Изменить стиль страницы

— Для чего? — с наивной жестокостью спросила Еля.

— Ни для чего! — грубо сказал Андрей и остановил качели.

Еля вздохнула, поправила, подняв руки, растрепавшиеся волосы:

— Спасибо, — и добавила, поднимаясь с качелей и отворачиваясь: — Хорошо… Если я приеду, тебе скажут…

Андрей посмотрел ей вслед и пошел в глубину сада. Павел закричал ему, чтоб он далеко не уходил. Гошка увязался за ним. Но Андрей перемахнул через забор и побежал домой. Там его дожидался приехавший из Огнищанки Роман. Андрей обнял брата, Таю, походил возле коней, огладил их потные шеи.

— Значит, до дому? — баском спросил Роман.

— Да, до дому…

Еще до восхода солнца они вынесли и уложили на телегу сундуки, чемоданы, мелкие свертки, заперли опустевший флигель, отнесли ключ сторожу и втроем выехали из Пустополья.

В поле, по низинам, белел, едва заметно клубился утренний туман. Он поднимался вверх, редел, распадался на мелкие клочья и, розовея, таял в чистом, сияющем пространстве. Близ дороги, на высокой копне сена, сидел ржаво-бурый беркут. Не спуская зоркого взгляда с телеги, беркут оправил клювом пестрые перья на груди, переступил с лапы на лапу, могуче взмахнул крыльями и потянул над желтоватой гладью недавно скошенных лугов.

Впереди синей полосой протянулся большой Казенный лес.
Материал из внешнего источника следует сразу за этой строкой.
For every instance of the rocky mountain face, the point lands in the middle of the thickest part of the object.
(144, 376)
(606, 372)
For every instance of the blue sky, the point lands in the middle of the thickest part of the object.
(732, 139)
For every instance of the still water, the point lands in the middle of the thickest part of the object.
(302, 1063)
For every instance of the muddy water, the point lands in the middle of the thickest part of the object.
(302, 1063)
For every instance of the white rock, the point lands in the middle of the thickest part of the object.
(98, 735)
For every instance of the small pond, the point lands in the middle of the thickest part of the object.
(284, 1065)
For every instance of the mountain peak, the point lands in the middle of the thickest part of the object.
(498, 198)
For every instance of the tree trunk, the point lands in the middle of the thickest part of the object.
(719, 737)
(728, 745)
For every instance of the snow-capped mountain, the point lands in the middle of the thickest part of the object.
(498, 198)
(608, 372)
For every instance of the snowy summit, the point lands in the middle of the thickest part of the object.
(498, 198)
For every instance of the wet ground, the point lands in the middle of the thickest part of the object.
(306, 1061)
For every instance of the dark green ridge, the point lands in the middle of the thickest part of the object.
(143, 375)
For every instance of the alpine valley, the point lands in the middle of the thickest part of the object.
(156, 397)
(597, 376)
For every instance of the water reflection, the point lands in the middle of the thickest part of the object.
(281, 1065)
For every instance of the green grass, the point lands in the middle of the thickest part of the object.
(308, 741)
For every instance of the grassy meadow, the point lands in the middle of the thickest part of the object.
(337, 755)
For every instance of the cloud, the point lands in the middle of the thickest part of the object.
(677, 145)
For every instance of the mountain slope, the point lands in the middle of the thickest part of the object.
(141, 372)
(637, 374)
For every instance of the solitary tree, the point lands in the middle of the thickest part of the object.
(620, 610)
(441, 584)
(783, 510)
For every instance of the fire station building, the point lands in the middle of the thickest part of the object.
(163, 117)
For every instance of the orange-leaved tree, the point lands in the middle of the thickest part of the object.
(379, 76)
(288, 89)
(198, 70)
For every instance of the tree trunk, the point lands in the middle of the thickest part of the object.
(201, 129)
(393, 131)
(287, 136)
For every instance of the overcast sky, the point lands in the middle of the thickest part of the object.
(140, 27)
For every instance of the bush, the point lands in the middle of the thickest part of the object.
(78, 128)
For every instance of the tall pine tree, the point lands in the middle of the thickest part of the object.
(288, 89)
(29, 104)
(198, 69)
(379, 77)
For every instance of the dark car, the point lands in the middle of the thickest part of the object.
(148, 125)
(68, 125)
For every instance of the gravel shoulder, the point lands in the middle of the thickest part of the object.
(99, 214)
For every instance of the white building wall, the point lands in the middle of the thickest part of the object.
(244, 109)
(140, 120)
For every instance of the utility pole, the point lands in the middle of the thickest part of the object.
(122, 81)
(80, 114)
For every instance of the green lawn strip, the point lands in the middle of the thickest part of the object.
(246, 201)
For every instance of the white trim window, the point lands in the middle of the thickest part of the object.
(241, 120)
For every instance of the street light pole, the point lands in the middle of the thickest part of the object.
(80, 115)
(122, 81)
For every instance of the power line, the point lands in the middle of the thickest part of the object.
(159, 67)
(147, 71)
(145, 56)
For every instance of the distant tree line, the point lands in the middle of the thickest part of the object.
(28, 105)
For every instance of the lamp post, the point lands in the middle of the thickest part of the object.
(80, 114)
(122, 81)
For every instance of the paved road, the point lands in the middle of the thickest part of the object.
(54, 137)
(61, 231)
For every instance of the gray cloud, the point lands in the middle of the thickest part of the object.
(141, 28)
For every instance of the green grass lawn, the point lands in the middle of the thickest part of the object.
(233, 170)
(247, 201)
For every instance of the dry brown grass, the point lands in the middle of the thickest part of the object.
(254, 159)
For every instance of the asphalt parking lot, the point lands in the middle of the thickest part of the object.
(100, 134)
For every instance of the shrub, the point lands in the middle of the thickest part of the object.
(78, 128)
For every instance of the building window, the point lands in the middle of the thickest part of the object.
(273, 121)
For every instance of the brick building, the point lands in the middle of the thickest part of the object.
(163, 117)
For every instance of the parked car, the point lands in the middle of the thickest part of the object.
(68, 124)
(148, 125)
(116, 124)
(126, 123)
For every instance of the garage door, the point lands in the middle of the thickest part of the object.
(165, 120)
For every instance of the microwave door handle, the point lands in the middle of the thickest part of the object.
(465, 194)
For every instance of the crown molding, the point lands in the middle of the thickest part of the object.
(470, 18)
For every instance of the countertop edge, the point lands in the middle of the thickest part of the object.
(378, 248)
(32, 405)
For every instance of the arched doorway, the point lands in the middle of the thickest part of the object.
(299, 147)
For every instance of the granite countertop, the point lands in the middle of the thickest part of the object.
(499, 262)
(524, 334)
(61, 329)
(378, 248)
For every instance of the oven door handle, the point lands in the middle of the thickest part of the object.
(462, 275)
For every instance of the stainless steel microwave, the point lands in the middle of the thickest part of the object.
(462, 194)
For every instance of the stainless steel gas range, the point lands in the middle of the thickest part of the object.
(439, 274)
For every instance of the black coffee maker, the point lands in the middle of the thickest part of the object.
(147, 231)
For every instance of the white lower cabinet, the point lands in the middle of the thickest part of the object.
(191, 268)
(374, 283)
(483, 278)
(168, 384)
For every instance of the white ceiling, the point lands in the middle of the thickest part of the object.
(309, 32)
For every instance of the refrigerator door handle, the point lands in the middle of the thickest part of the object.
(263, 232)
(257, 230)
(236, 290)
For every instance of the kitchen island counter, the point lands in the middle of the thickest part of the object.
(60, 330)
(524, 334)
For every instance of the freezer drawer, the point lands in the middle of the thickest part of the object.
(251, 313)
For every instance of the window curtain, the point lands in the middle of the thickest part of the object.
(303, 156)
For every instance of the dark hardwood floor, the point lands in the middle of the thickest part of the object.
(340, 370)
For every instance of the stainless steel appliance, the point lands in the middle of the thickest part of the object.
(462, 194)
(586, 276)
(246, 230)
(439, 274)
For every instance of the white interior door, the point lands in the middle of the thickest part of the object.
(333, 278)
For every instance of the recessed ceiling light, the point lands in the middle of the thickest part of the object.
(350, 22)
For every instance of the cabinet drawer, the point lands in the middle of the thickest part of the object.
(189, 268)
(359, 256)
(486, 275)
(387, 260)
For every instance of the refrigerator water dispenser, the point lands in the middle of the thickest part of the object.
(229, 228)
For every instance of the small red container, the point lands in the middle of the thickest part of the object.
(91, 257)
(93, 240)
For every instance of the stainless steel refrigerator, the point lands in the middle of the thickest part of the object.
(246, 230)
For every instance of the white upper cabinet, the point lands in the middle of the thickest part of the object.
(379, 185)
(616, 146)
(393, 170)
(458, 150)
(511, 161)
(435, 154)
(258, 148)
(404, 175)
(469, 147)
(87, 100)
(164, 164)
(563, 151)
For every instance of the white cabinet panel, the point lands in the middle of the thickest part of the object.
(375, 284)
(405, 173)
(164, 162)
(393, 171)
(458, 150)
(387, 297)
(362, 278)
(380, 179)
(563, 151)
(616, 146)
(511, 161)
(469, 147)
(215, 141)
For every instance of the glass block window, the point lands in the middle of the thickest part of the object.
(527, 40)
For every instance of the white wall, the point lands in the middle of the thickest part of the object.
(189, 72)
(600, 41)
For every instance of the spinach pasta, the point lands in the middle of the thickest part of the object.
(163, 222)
Андрей оглянулся. Пустополья уже не было видно, оно скрылось за холмом.

2

На опушке леса, в тени сдвинутых телег, на которые чья-то заботливая рука натянула длинное рядно, сидели и лежали огнищанские мужики. Жатва была закончена, огнищане подгребали раскиданную по полям розвязь, выкладывали копны, а кое-кто уже начал возовицу. Полдневная жара загнала наморенных людей к опушке, и они, тяжело дыша, обтирая выжатыми рубахами мокрое тело, сбились под телегами.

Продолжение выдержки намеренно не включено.